# Company Wants to Buy Our Land Contract



## keweenawkats

Anyone here ever sold their land contract to another company or individual? We've received a solicitation - not an offer - from First National Acceptance Company of East Lansing, MI.

I'm fairly certain they're in business to buy contracts from people who need to have money now. In other words, we would not receive even the value of our land contract sale price.

My DH is concerned that on our small income it would be wise to sell - even though he has not contacted the company or received an offer from them.

I'd just appreciate hearing from anyone who has dealt with this company or been in the same situation. Thanks!


----------



## fordy

keweenawkats said:


> Anyone here ever sold their land contract to another company or individual? We've received a solicitation - not an offer - from First National Acceptance Company of East Lansing, MI.
> 
> I'm fairly certain they're in business to buy contracts from people who need to have money now. In other words, we would not receive even the value of our land contract sale price.
> 
> My DH is concerned that on our small income it would be wise to sell - even though he has not contacted the company or received an offer from them.
> 
> I'd just appreciate hearing from anyone who has dealt with this company or been in the same situation.
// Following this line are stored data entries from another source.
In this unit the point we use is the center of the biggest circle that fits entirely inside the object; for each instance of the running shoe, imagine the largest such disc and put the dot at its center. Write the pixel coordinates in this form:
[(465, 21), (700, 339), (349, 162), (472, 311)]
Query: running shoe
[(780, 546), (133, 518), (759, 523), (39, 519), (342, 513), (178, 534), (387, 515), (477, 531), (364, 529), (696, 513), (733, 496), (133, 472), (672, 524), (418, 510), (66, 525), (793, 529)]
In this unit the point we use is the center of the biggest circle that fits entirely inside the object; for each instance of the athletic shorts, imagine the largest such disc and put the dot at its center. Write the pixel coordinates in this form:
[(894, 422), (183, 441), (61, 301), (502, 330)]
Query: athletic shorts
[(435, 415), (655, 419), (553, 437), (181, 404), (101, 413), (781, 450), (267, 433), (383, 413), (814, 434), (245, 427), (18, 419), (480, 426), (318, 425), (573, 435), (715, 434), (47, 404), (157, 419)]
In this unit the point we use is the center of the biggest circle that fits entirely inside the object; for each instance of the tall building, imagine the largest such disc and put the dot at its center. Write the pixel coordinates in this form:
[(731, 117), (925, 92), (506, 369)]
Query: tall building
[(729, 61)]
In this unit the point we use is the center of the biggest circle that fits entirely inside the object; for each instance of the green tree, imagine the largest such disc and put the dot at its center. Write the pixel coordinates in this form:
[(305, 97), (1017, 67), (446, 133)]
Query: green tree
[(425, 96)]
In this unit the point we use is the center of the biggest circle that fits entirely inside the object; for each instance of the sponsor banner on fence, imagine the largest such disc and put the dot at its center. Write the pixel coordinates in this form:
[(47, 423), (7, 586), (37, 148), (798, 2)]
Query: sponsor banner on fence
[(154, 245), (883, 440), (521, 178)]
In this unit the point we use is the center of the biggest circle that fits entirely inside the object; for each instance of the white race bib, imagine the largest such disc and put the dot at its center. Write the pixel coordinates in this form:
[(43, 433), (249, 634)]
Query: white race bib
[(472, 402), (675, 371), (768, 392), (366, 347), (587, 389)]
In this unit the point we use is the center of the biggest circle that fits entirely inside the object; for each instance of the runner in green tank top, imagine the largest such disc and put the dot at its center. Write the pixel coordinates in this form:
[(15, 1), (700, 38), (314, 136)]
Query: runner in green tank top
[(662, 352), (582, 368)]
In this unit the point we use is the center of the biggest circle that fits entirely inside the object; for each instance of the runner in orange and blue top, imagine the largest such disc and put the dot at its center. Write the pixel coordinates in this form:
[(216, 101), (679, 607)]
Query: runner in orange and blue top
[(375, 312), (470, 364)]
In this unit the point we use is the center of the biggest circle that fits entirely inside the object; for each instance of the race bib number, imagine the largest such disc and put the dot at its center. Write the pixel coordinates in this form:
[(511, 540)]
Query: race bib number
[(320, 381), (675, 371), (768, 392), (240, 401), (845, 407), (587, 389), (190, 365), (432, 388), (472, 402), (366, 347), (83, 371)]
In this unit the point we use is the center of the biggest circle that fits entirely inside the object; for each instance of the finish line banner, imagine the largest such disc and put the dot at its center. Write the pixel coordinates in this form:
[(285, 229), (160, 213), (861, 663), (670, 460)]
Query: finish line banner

Thanks!


..............They will take your principal balance due and discount(reduce) it by 40% would be my guess ! You will lose the 40% , PLUS you'll also receive the principal balance , All in one year . The Income tax implications will depend upon how much of the total payment is return of principal(non taxable) and how much is profit . Then , it will be either long term or short term capital gain . You should sit down and calculate how these factors will affect your income tax situation Before you decide to accept their offer . , fordy:cowboy:


----------



## edcopp

I have, but not with the company that you mention. However I am familiar with them. They have solicited me as well from time to time.

Here is how it works. They want to buy your land contract (note) at a discount. That is for part of the amount that is owed to you. Sixty to seventy percent of the amount owed is about it in todays market. They then collect all payments from now on and you get some of what is owed to you, and that's all (cash now).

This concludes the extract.